Oleh Pengadilan Negeri Kupang, tiga terdakwa dalam kasus pidana korupsi itu divonis penjara selama 1 tahun dan 8 bulan, denda 100 juta subsider 4 bulan kurungan, padahal, JPU menuntut ketiga terdakwa 2 tahun penjara dan denda masing-masing 100 juta rupiah  subsider 6 bulan kurungan.

Kasus tersebut merugikan keuangan negara senilai Rp.139.161.850,04.

Baca Lainnya :

Sidang dengan Agenda Pembacaan Putusan Oleh Hakim Pengadilan Negeri Tipikor pada Pengadilan Negeri Kupang itu dipimpin Hakim Ketua Anak Agung Oka Mahardika, SH.

"Menghukum ketiga terdakwa masing-masing dengan pidana penjara selama 1 tahun dan 8 bulan, denda 100 juta subsider 4 bulan kurungan, sedangkan khusus uang pengganti  senilai 139.161.850,04 (seratus tiga puluh sembilan juta seratus enam puluh satu ribu delapan ratus limapuluh koma nol empat) dibebankan kepada terdakwa Yohanes Nade Tupen. Jika tidak dibayar maka diganti dengan pidana penjara selama 1 tahun," demikian Pembacaan putusan oleh Hakim Tipikor PN Kupang.

Vonis atas kasus korupsi yang menjerat terdakwa Mahmud Rempe, SH, selaku Pengguna Anggaran, Cornelis Ndapamerang, ST, selaku Pejabat Pembuat Komitmen (PPK) dan Yohanes Nade Tupen, selaku kuasa direktur CV. Tekno Krajaba itu, lebih rendah dari tuntutan Jaksa yakni 2 (dua) tahun penjara dan denda masing-masing 100 juta subsider 6 bulan kurungan.

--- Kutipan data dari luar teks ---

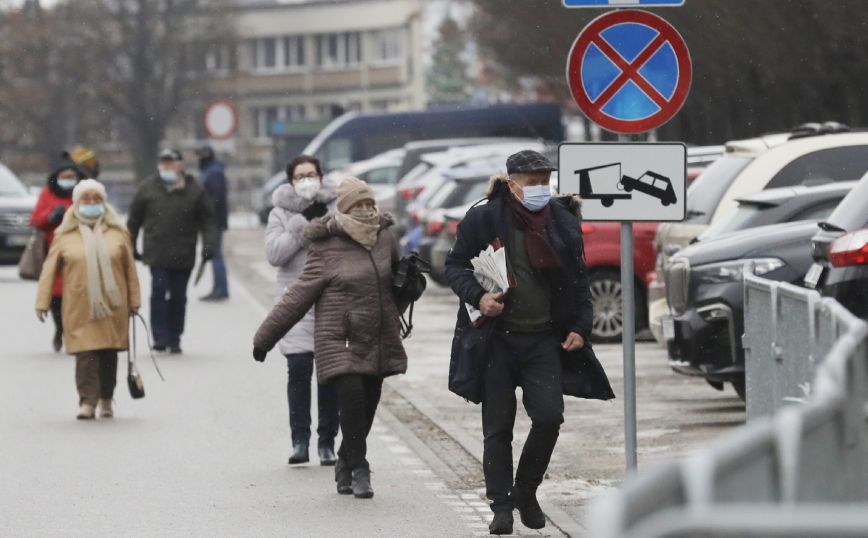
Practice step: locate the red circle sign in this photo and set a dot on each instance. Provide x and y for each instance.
(629, 71)
(221, 120)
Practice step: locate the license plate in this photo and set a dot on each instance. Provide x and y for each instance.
(668, 329)
(815, 273)
(17, 240)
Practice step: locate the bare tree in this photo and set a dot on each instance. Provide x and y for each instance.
(149, 63)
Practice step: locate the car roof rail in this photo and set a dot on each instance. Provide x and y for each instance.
(817, 129)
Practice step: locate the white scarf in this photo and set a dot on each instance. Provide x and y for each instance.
(99, 269)
(362, 230)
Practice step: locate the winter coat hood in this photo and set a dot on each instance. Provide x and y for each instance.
(497, 187)
(285, 196)
(325, 227)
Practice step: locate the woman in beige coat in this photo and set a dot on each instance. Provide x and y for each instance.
(357, 341)
(101, 288)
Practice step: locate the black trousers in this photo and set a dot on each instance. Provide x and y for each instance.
(168, 305)
(358, 397)
(530, 361)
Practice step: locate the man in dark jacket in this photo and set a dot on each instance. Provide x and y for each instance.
(173, 210)
(214, 181)
(544, 319)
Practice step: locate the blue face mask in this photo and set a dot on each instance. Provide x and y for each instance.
(169, 176)
(66, 184)
(536, 198)
(91, 210)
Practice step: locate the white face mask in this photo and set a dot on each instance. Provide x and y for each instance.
(362, 213)
(307, 188)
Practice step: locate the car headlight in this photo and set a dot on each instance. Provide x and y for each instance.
(721, 273)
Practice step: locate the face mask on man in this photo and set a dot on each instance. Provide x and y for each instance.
(66, 184)
(91, 210)
(307, 188)
(169, 176)
(534, 197)
(363, 213)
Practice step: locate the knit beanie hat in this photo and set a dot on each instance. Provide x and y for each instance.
(87, 185)
(352, 191)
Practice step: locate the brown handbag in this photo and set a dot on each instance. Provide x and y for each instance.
(30, 264)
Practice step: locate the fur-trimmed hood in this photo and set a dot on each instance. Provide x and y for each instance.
(285, 196)
(497, 187)
(325, 227)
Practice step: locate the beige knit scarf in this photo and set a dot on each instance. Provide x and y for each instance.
(363, 230)
(99, 269)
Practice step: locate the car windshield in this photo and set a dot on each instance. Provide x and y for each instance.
(737, 219)
(9, 184)
(705, 192)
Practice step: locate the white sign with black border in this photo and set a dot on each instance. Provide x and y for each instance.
(626, 181)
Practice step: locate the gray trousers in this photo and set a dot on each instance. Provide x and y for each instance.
(96, 374)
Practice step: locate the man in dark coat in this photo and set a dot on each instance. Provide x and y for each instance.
(173, 210)
(534, 336)
(214, 180)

"Masing-masing terdakwa, dituntut 2 (dua) tahun penjara dan denda masing-masing 100 juta subsider 6 bulan kurungan, sedangkan uang pengganti sebesar Rp. 139.161.850,04, dibebankan kepada terdakwa Yohanes Nade Tupen," ungkap Jaksa Penuntut Umum, Isfardi, SH, MH dari Kejaksaan Negeri Lembata. Ia mengutip tuntutan JPU pada sidang pembacaan tuntutan tanggal 21 april 2022.

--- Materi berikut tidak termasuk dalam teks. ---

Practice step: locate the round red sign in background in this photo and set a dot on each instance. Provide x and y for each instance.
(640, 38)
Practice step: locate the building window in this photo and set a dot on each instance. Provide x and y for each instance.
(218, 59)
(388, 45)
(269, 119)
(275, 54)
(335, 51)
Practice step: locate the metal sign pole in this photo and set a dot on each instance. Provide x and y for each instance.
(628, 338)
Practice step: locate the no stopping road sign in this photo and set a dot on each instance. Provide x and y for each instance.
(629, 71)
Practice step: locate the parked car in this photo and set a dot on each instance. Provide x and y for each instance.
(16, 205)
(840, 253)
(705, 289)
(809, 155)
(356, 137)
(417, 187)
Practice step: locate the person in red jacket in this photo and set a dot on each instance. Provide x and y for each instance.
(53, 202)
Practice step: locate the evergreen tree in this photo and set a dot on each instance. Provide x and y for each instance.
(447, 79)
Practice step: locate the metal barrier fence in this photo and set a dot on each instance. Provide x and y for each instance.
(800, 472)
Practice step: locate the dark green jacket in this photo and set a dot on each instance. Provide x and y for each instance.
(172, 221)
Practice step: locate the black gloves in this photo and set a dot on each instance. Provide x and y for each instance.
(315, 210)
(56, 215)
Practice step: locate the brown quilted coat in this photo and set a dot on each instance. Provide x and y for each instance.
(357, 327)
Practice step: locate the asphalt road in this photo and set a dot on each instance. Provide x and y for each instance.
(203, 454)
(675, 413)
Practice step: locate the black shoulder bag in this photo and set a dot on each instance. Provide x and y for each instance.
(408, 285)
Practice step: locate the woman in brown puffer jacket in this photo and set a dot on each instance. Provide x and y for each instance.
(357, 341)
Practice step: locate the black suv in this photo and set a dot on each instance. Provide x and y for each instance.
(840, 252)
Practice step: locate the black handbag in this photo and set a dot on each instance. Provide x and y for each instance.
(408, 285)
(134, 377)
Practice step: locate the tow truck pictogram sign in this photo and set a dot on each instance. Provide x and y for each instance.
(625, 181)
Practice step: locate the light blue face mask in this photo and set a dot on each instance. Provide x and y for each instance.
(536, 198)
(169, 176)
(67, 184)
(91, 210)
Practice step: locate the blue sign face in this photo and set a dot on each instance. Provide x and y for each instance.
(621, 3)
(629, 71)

Majelis hakim berpendapat bahwa ketiga terdakwa terbukti secara sah dan meyakinkan bersalah melakukan Tindak Pidana Korupsi sebagaimana diatur dalam Dakwaan Subsidair Pasal 3 Jo. Pasal 18 Undang-Undang RI Nomor 31 Tahun 1999 tentang Pemberantasan Tindak Pidana Korupsi, sebagaimana telah diubah dengan Undang-Undang RI Nomor 20 Tahun 2001 tentang Perubahan atas Undang-Undang Nomor 31 Tahun 1999 tentang Pemberantasan Tindak Pidana Korupsi Jo. Pasal 55 ayat (1) ke-1 KUHP dan telah merugikan keuangan negara sebesar Rp.139.161.850,04.

Terhadap putusan tersebut ketiga terdakwa menyatakan menerima dan JPU juga menyatakan menerima sehingga perkara tersebut telah berkekuatan hukum tetap/incrahct. (*S/Hj).